Depuis que le mouvement révolutionnaire dans le monde arabe a atteint Tripoli et menace de mettre un terme aux quarante années de dictature de Mouammar Kadhafi, les réunions de crise se multiplient dans les entreprises d'Afrique de l'Est où la participation libyenne est forte. Selon des participants à l'une de ces réunions, il s'agissait de réfléchir aux solutions de survie pour ces entreprises au cas où le régime de Tripoli venait à s'effondrer. Parmi leurs principales préoccupations figurent les dettes colossales qu'ont creusées les entreprises libyennes, très souvent contractées dans un élan de confiance démesuré et avec la conviction que Kadhafi serait toujours là pour les renflouer en cas de problème de trésorerie. A en croire des sources bien informées, la gestion, élément clé de la réussite de toute entreprise, est un problème constant pour ces sociétés, pour qui la rentabilité n'a jamais été un souci central.
La Libye, géant de la production pétrolière, a utilisé ses pétrodollars pour investir dans les télécommunications à l'étranger, en particulier en Ouganda, au Rwanda, en Zambie, au Sud-Soudan, en Sierra Leone, en Côte d'Ivoire, au Niger, en Guinée-Conakry et au Bénin.
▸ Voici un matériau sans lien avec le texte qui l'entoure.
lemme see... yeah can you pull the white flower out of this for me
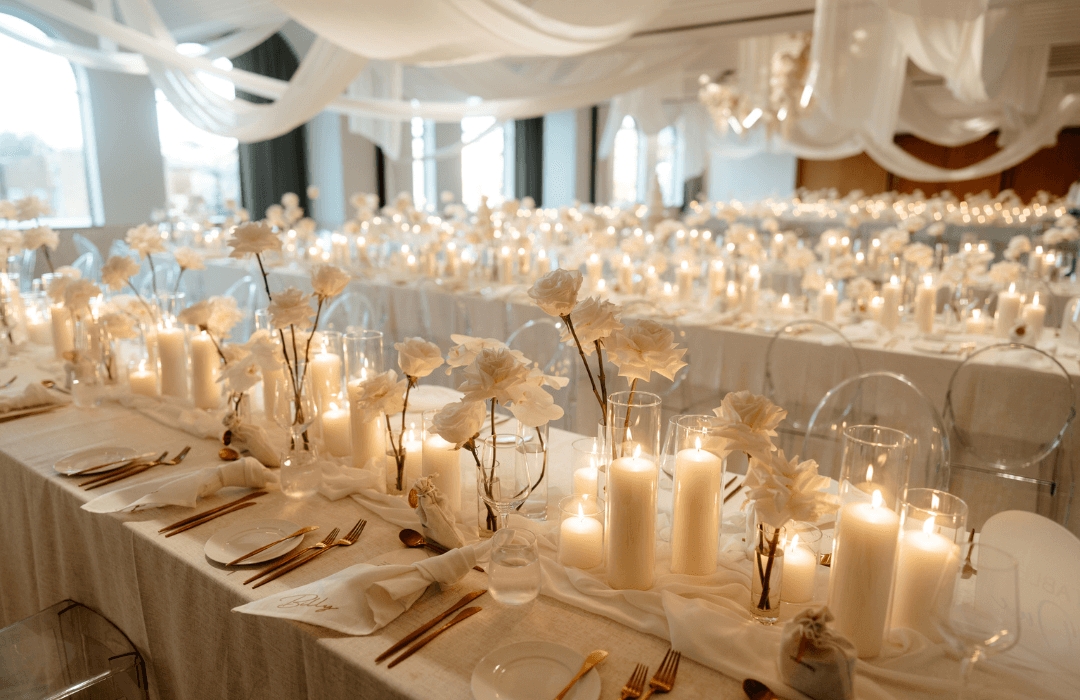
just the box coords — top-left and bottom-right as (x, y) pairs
(0, 229), (22, 252)
(219, 353), (261, 394)
(561, 297), (622, 354)
(445, 334), (528, 370)
(395, 337), (444, 378)
(23, 226), (59, 251)
(63, 279), (100, 314)
(506, 377), (564, 427)
(101, 255), (140, 291)
(902, 215), (927, 233)
(99, 311), (137, 340)
(125, 224), (165, 259)
(744, 449), (837, 528)
(236, 208), (250, 223)
(350, 369), (407, 423)
(310, 264), (350, 298)
(46, 275), (70, 303)
(228, 222), (281, 258)
(528, 268), (583, 317)
(846, 276), (874, 301)
(15, 195), (49, 221)
(177, 299), (212, 328)
(606, 319), (688, 384)
(265, 204), (288, 229)
(306, 185), (320, 201)
(207, 296), (244, 337)
(828, 254), (857, 280)
(988, 261), (1022, 287)
(926, 222), (946, 237)
(174, 247), (205, 271)
(458, 346), (531, 404)
(712, 390), (786, 460)
(432, 400), (486, 448)
(879, 227), (910, 254)
(1003, 235), (1032, 261)
(0, 200), (16, 219)
(281, 192), (300, 209)
(267, 287), (314, 329)
(902, 242), (934, 270)
(241, 330), (282, 371)
(784, 248), (816, 271)
(801, 270), (825, 292)
(294, 218), (316, 238)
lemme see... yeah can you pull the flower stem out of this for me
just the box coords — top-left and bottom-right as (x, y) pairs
(126, 282), (155, 319)
(395, 377), (414, 491)
(174, 268), (185, 294)
(620, 378), (638, 450)
(562, 314), (605, 423)
(298, 297), (324, 390)
(255, 254), (273, 302)
(42, 246), (54, 273)
(147, 254), (157, 296)
(594, 340), (608, 410)
(756, 525), (782, 611)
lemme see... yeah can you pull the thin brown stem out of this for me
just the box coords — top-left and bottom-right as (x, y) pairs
(255, 254), (273, 302)
(147, 254), (158, 296)
(594, 340), (608, 410)
(127, 282), (155, 319)
(174, 268), (185, 294)
(298, 297), (324, 389)
(42, 246), (54, 273)
(756, 526), (782, 610)
(395, 377), (414, 490)
(562, 314), (604, 422)
(620, 378), (638, 450)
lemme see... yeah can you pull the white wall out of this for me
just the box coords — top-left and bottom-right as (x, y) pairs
(707, 151), (797, 203)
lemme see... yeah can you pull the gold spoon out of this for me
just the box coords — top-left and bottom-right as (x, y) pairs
(399, 529), (484, 573)
(41, 379), (71, 395)
(554, 649), (608, 700)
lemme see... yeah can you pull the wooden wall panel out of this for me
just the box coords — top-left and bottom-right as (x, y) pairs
(795, 152), (889, 196)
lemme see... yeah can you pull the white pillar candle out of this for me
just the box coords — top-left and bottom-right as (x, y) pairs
(880, 276), (901, 331)
(560, 504), (604, 569)
(676, 261), (694, 302)
(914, 275), (936, 335)
(644, 266), (660, 296)
(995, 283), (1022, 337)
(498, 247), (514, 283)
(347, 380), (386, 472)
(606, 448), (658, 590)
(401, 430), (424, 491)
(28, 317), (51, 346)
(157, 326), (189, 399)
(708, 260), (726, 295)
(586, 253), (603, 290)
(129, 363), (158, 397)
(869, 296), (884, 322)
(1022, 293), (1046, 342)
(50, 305), (73, 359)
(891, 516), (959, 637)
(966, 308), (987, 335)
(190, 331), (220, 410)
(781, 534), (818, 603)
(535, 250), (551, 277)
(311, 351), (342, 412)
(1029, 246), (1044, 277)
(573, 462), (599, 496)
(670, 442), (723, 575)
(321, 403), (353, 458)
(262, 367), (284, 418)
(422, 433), (462, 514)
(776, 293), (794, 317)
(725, 280), (740, 311)
(819, 282), (838, 323)
(828, 490), (901, 658)
(742, 266), (760, 314)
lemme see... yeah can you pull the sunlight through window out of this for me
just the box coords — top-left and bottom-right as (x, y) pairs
(461, 117), (505, 211)
(611, 115), (639, 205)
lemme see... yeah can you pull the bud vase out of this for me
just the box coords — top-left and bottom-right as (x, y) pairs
(750, 522), (785, 624)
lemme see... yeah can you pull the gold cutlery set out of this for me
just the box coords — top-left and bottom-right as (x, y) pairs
(619, 648), (682, 700)
(159, 491), (267, 537)
(66, 446), (193, 489)
(243, 518), (367, 588)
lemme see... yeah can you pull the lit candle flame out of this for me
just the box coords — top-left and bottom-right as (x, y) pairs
(866, 465), (874, 482)
(790, 533), (800, 550)
(695, 437), (702, 452)
(871, 489), (883, 508)
(931, 493), (940, 510)
(922, 515), (936, 535)
(633, 444), (641, 459)
(577, 503), (585, 520)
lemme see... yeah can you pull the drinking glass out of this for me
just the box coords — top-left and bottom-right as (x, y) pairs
(477, 435), (532, 530)
(489, 528), (541, 605)
(932, 543), (1020, 699)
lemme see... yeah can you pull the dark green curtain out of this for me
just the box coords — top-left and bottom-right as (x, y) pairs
(514, 117), (543, 205)
(232, 34), (310, 219)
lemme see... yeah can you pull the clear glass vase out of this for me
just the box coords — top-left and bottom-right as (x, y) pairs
(515, 422), (549, 520)
(750, 522), (785, 624)
(71, 316), (102, 409)
(273, 361), (321, 499)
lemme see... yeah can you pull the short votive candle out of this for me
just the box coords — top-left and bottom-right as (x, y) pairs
(558, 495), (604, 569)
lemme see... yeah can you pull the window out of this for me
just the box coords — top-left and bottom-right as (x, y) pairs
(460, 116), (505, 211)
(656, 124), (684, 207)
(410, 117), (438, 211)
(0, 13), (93, 226)
(611, 115), (640, 205)
(154, 52), (239, 218)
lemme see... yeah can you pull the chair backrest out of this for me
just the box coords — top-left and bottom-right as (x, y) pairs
(72, 233), (102, 267)
(71, 252), (101, 283)
(107, 238), (134, 260)
(506, 316), (577, 430)
(222, 275), (258, 342)
(324, 289), (377, 335)
(803, 371), (950, 489)
(943, 343), (1077, 529)
(980, 510), (1080, 686)
(614, 301), (695, 418)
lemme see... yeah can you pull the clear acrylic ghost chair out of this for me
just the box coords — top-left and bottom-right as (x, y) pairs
(506, 317), (578, 431)
(1061, 296), (1080, 347)
(323, 289), (377, 334)
(803, 371), (950, 490)
(70, 252), (101, 283)
(107, 238), (134, 260)
(764, 319), (861, 456)
(72, 233), (102, 270)
(222, 275), (258, 342)
(0, 600), (148, 700)
(943, 343), (1076, 529)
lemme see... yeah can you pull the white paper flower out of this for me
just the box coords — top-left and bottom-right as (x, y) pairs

Elle possède également des intérêts dans l'hôtellerie, la confection et l'agro-alimentaire en Ouganda, mais aussi dans le génie pétrolier et la distribution du pétrole au Kenya et en Ouganda. Le Libyan Arab Portfolio, le fonds public d'investissements de Tripoli, et notamment sa branche télécoms LAP Green, possède des participations dans des sociétés de télécommunications et des hôtels au Rwanda et au Kenya. Cependant, la plupart de ces agences et entreprises libyennes sont insolvables et ne tiennent plus qu'à un fil : la perspective d'une faillite n'a pour elle rien de fantaisiste dès lors que les financements de Tripoli viendraient à se tarir. Leur activité dépend en effet de perfusions financières réalisées régulièrement par l'Etat libyen, mais aussi de l'influence personnelle du colonel Kadhafi, aujourd'hui sur la sellette.
A quelques rares exceptions près, toutes ces entreprises sont en difficulté. Le groupe Uganda Telecom Limited (UTL), dont LAP Green détient 69 %, serait aujourd'hui de facto en état d'insolvabilité, avec une dette de plus de 13 millions de dollars [9,4 millions d'euros]. Exclue du marché commercial du crédit, la société avait demandé l'aide de Tripoli. Plus globalement, le soulèvement en Libye inquiète dans la région, où beaucoup se demandent si ces entreprises pourront survivre sans les largesses du Guide libyen et quelles conséquences aurait leur faillite sur l'économie régionale. Préoccupés par ce montage obscur, certains capitaines d'industrie redoutent des répercussions dantesques en Ouganda, où le régime de Tripoli est très lourdement engagé dans plusieurs secteurs. Uganda Telecom, le navire amiral de LAP en Ouganda, serait en tête de liste des entreprises les plus durement touchées par la chute de Kadhafi. Chez le voisin rwandais, Rwandatel, autre entreprise de télécoms aux mains de LAP Green, est elle aussi dans une situation délicate. En 2008, les Libyens ont racheté pour 100 millions de dollars (72 millions d'euros), 80 % de cette ancienne entreprise publique, qui est aujourd'hui à la remorque de ses concurrents.
La compagnie pétrolière OiLybia possède l'essentiel de ses activités au Kenya dans le secteur très concurrentiel de la distribution, délaissé par les géants comme Shell qui préfèrent se concentrer sur l'exploration et la prospection. Mais depuis 2008, les consommateurs de produits pétroliers au Kenya, en Ouganda et au Rwanda sont pris en otages par la société de génie pétrolier Tamoil East Africa, filiale de Tamoil Libya, qui aurait dû avoir terminé à ce jour la construction de l'oléoduc entre Eldoret [dans l'ouest du Kenya] et la capitale ougandaise Kampala et même avoir lancé son prolongement vers Kigali, au Rwanda. Nul doute que si le robinet financier de la famille Kadhafi se ferme, c'est l'Afrique de l'Est qui en supportera les plus lourdes conséquences.